The hedged large-cap funds that are going live today are funds-of-funds composed of ETFs. Both have annual expense ratios of 0.71 percent, or $71 for each $10,000 invested, including acquired fund fees related to the fund’s ownership of other ETFs as part of their strategies. The funds are:
- VelocityShares Tail Risk Hedged Large Cap ETF (TRSK)
- VelocityShares Volatility Hedged Large Cap ETF (SPXH)
The company has around $900 million in assets in its family of volatility ETNs, but has intended to enter the world of ETFs for quite some time. The first three ETFs it launched in April—the emerging markets strategies own American depositary receipts—together have gathered approximately $10 million, according to data compiled by IndexUniverse.
The New Hedged ETFs
The pair of large-cap hedged strategies are composed of the same five underlying ETFs—and at the same percentages; namely, 85 percent equities and 15 percent volatility exposure. The 85-15 scheme will be rebalanced monthly, the funds’ prospectus said.
But, crucially, the specific volatility-fund allocation schemes will differ in the “tail risk hedged” and “volatility hedged” funds.

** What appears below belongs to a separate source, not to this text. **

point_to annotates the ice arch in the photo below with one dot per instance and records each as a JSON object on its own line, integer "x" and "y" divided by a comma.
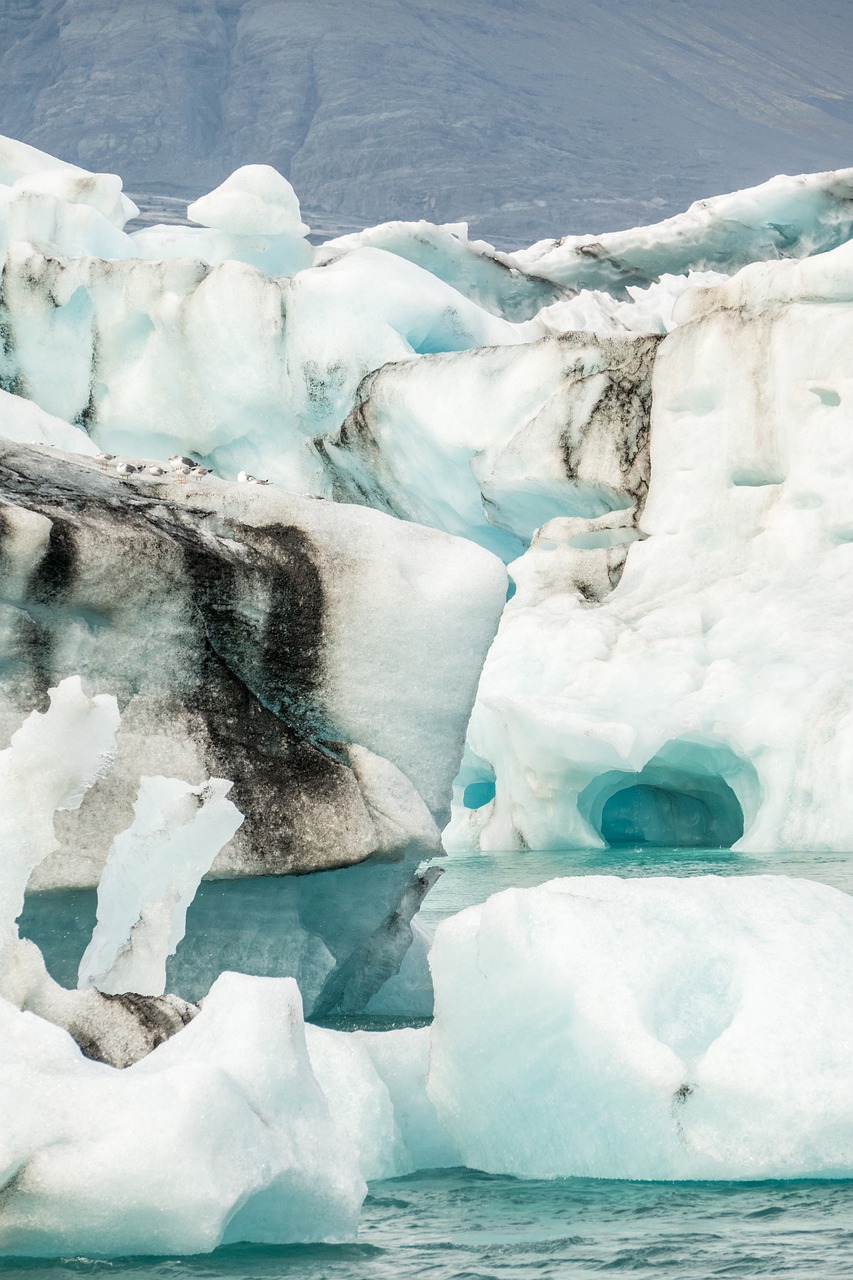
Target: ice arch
{"x": 694, "y": 794}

All the ETFs used in both strategies, which will, again, be the same in both funds, are:
- SPDR S'P 500 ETF (SPY)
- Vanguard S'P 500 ETF (VOO)
- iShares S'P 500 Index Fund (IVV)
- ProShares Ultra VIX Short-Term Futures ETF (UVXY), a double-exposure long volatility fund focusing on the short end of the VIX futures curve
- ProShares Short VIX Short-Term Futures ETF (SVXY), a single-exposure short volatility fund that’s also focused on the short end of the VIX futures curve
The differences, again, are in the breakdown of the 15 percent allocations involving the volatility ETFs. The specifics of the two indexes are as follows:
- VelocityShares Tail Risk Hedged Large Cap Index will be 45 percent allocated to UVXY, the double-long volatility ETF; and 55 percent allocated to SVXY, the single-short volatility ETF.
- VelocityShares Volatility Hedged Large Cap Index will be one-third allocated to UVXY and two-thirds allocated to SVXY.